Jedenfalls bleibt man auch beim vierten Fall des Pariser Untersuchungsrichters Jacques Ricou wieder dran und liest schon mal das eine oder andere Stündchen länger in die Nacht hinein. Schließlich ist Das achte Paradies Ricous persönlichster Fall, denn das Model Gina, die Cousine seiner Freundin Margaux, verschwindet. So kommt es, dass nicht nur Ricou unter Hochdruck ermittelt, sondern auch Margaux mit journalistischem Spürsinn in so manches Wespennest sticht.
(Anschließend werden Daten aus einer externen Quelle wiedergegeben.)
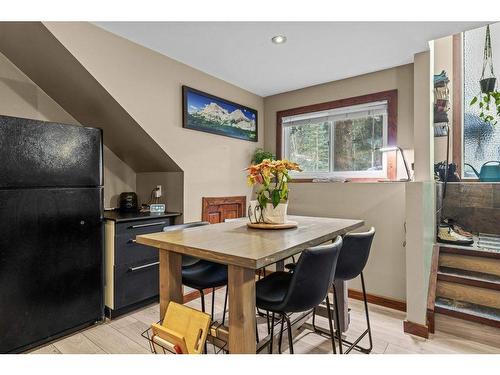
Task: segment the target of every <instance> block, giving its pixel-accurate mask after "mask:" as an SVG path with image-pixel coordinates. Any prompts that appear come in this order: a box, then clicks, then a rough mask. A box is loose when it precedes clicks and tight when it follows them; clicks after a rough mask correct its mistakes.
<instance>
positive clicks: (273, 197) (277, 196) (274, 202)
mask: <svg viewBox="0 0 500 375" xmlns="http://www.w3.org/2000/svg"><path fill="white" fill-rule="evenodd" d="M272 201H273V207H275V208H276V206H277V205H278V204H279V203H280V201H281V190H278V189H276V190H273V195H272Z"/></svg>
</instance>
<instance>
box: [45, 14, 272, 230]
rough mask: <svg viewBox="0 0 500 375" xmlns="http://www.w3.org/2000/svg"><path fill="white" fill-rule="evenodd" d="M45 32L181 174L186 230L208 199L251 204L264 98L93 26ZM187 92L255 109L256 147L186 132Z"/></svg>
mask: <svg viewBox="0 0 500 375" xmlns="http://www.w3.org/2000/svg"><path fill="white" fill-rule="evenodd" d="M45 26H46V27H47V28H48V29H49V30H50V31H51V32H52V33H53V34H54V35H55V36H56V38H58V39H59V41H60V42H61V43H63V45H64V46H65V47H66V48H67V49H68V50H69V51H70V52H71V53H72V54H73V55H74V56H75V57H76V58H77V59H78V60H79V61H80V62H81V63H82V64H83V66H84V67H85V68H86V69H87V70H88V71H89V72H90V73H91V74H92V75H93V76H94V78H95V79H97V81H98V82H99V83H100V84H101V85H102V86H103V87H104V88H105V89H106V90H107V91H108V92H109V93H110V94H111V95H112V96H113V97H114V99H115V100H117V101H118V103H120V105H121V106H122V107H123V108H125V110H126V111H127V112H128V113H129V114H130V115H131V116H132V117H133V118H134V120H135V121H137V123H139V124H140V125H141V126H142V127H143V129H144V130H145V131H146V132H147V133H148V134H149V135H150V136H151V137H152V138H153V139H154V140H155V141H156V142H157V143H158V144H159V145H160V146H161V147H162V148H163V149H164V150H165V152H166V153H167V154H168V155H169V156H170V157H171V158H172V159H173V160H174V161H175V162H176V163H177V164H178V165H179V166H180V168H181V169H182V170H183V171H184V220H185V221H186V222H187V221H195V220H200V218H201V198H202V197H203V196H225V195H247V196H249V194H250V189H249V188H248V186H247V185H246V179H245V173H244V172H243V169H244V168H245V167H246V166H247V165H248V164H249V161H250V159H251V155H252V153H253V151H254V150H255V148H256V147H258V146H262V145H263V142H262V139H263V137H262V135H263V132H264V126H263V120H264V117H263V111H264V101H263V99H262V98H261V97H259V96H257V95H254V94H252V93H249V92H248V91H245V90H242V89H240V88H238V87H236V86H234V85H231V84H229V83H227V82H225V81H222V80H220V79H217V78H215V77H212V76H210V75H207V74H205V73H203V72H201V71H199V70H196V69H193V68H191V67H189V66H187V65H184V64H181V63H179V62H177V61H175V60H172V59H170V58H168V57H165V56H163V55H161V54H158V53H156V52H154V51H152V50H149V49H147V48H144V47H142V46H139V45H137V44H135V43H132V42H130V41H128V40H126V39H123V38H120V37H118V36H116V35H114V34H111V33H109V32H107V31H104V30H102V29H100V28H98V27H96V26H94V25H91V24H88V23H77V22H75V23H53V22H49V23H45ZM193 48H196V46H193ZM207 58H209V57H207ZM241 74H245V72H243V71H242V73H241ZM182 85H188V86H191V87H194V88H196V89H199V90H202V91H206V92H209V93H211V94H214V95H217V96H220V97H223V98H226V99H229V100H231V101H234V102H236V103H240V104H243V105H246V106H248V107H250V108H254V109H256V110H257V111H258V112H259V118H258V121H259V142H258V143H255V142H247V141H242V140H238V139H233V138H227V137H221V136H217V135H212V134H208V133H202V132H198V131H193V130H187V129H183V128H182V96H181V86H182ZM138 152H140V150H138Z"/></svg>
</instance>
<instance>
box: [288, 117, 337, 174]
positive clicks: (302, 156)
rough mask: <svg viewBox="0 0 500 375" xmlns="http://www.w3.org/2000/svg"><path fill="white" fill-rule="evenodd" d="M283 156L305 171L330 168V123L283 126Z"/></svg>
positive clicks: (311, 171)
mask: <svg viewBox="0 0 500 375" xmlns="http://www.w3.org/2000/svg"><path fill="white" fill-rule="evenodd" d="M285 140H286V142H287V144H286V147H285V157H286V158H287V159H288V160H291V161H293V162H296V163H299V165H300V166H301V168H302V169H303V170H304V171H306V172H328V171H329V170H330V123H329V122H322V123H310V124H306V125H291V126H287V127H286V128H285Z"/></svg>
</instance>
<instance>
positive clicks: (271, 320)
mask: <svg viewBox="0 0 500 375" xmlns="http://www.w3.org/2000/svg"><path fill="white" fill-rule="evenodd" d="M273 336H274V313H272V316H271V338H270V339H269V354H273Z"/></svg>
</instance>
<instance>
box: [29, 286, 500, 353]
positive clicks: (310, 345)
mask: <svg viewBox="0 0 500 375" xmlns="http://www.w3.org/2000/svg"><path fill="white" fill-rule="evenodd" d="M223 298H224V290H223V289H221V290H218V291H217V292H216V303H215V305H216V306H215V307H216V318H217V317H219V318H220V316H221V315H222V306H223ZM206 301H207V309H210V303H211V298H210V296H209V298H206ZM188 305H189V306H191V307H194V308H199V306H200V303H199V300H193V301H191V302H189V303H188ZM349 307H350V308H351V325H350V328H349V331H348V333H347V338H348V339H351V340H352V339H353V338H355V337H356V336H357V335H359V334H360V333H361V332H362V331H363V330H364V327H365V321H364V318H363V317H364V314H363V305H362V303H361V302H360V301H356V300H349ZM208 311H210V310H208ZM158 318H159V305H158V304H155V305H151V306H149V307H146V308H143V309H141V310H138V311H135V312H133V313H131V314H129V315H126V316H123V317H120V318H118V319H115V320H113V321H106V322H105V323H103V324H100V325H97V326H94V327H91V328H88V329H86V330H83V331H81V332H79V333H76V334H73V335H71V336H68V337H65V338H63V339H60V340H58V341H55V342H53V343H51V344H49V345H46V346H44V347H41V348H39V349H37V350H34V351H33V352H32V353H37V354H38V353H40V354H42V353H44V354H46V353H49V354H61V353H64V354H66V353H72V354H84V353H113V354H119V353H124V354H134V353H141V354H146V353H149V352H150V351H149V344H148V342H147V341H146V340H145V339H144V338H142V337H141V332H143V331H144V330H146V329H147V328H148V326H149V325H150V324H151V323H152V322H156V321H158ZM370 319H371V323H372V333H373V341H374V349H373V353H378V354H382V353H385V354H410V353H419V354H427V353H438V354H448V353H497V354H498V353H500V329H495V328H492V327H487V326H483V325H481V324H477V323H471V322H466V321H463V320H459V319H454V318H450V317H446V316H440V315H438V316H437V317H436V328H437V331H436V334H434V335H432V336H431V338H430V339H429V340H425V339H422V338H419V337H415V336H411V335H406V334H404V333H403V329H402V321H403V320H404V319H405V313H403V312H400V311H395V310H391V309H387V308H384V307H380V306H375V305H370ZM258 323H259V334H260V335H261V337H264V336H265V335H266V334H267V328H266V321H265V319H262V318H259V319H258ZM318 325H320V326H322V327H324V328H328V322H327V321H326V320H325V319H323V318H319V319H318ZM364 341H365V340H363V342H362V343H364ZM283 348H284V349H285V350H284V352H285V353H287V352H288V346H287V340H286V334H285V335H284V339H283ZM294 349H295V353H303V354H305V353H314V354H321V353H331V352H332V347H331V343H330V341H329V339H328V338H325V337H322V336H319V335H317V334H315V333H313V332H311V331H309V330H307V329H299V330H297V332H296V334H295V337H294ZM211 350H212V348H211V345H209V348H208V351H209V352H210V351H211ZM264 351H265V350H264Z"/></svg>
Da eines dieser Nester die georgische Mafia zu sein scheint und dem smarten Untersuchungsrichter dann auch aus dem Umkreis des Präsidenten Steine in den Weg gelegt werden, ist die Gefahr groß und das Verbrechen größer als ein verschwundenes Model.
Sorgfältigste Recherche (Paris oder Berlin: literarische Spaziergänge Wickertscher Art), dreidimensional herausgearbeitete Charaktere und ein atmosphärischer Erzählstil erschaffen wieder einmal einen verlässlichen Lesegenuss à la Wickert. Das achte Paradies ist dabei in den schönen Momenten leicht und schmackhaft wie Croissant und Milchkaffe am Morgen und im Blut- und Action-Teil des Falles scharf und wirkungsvoll wie russischer Wodka.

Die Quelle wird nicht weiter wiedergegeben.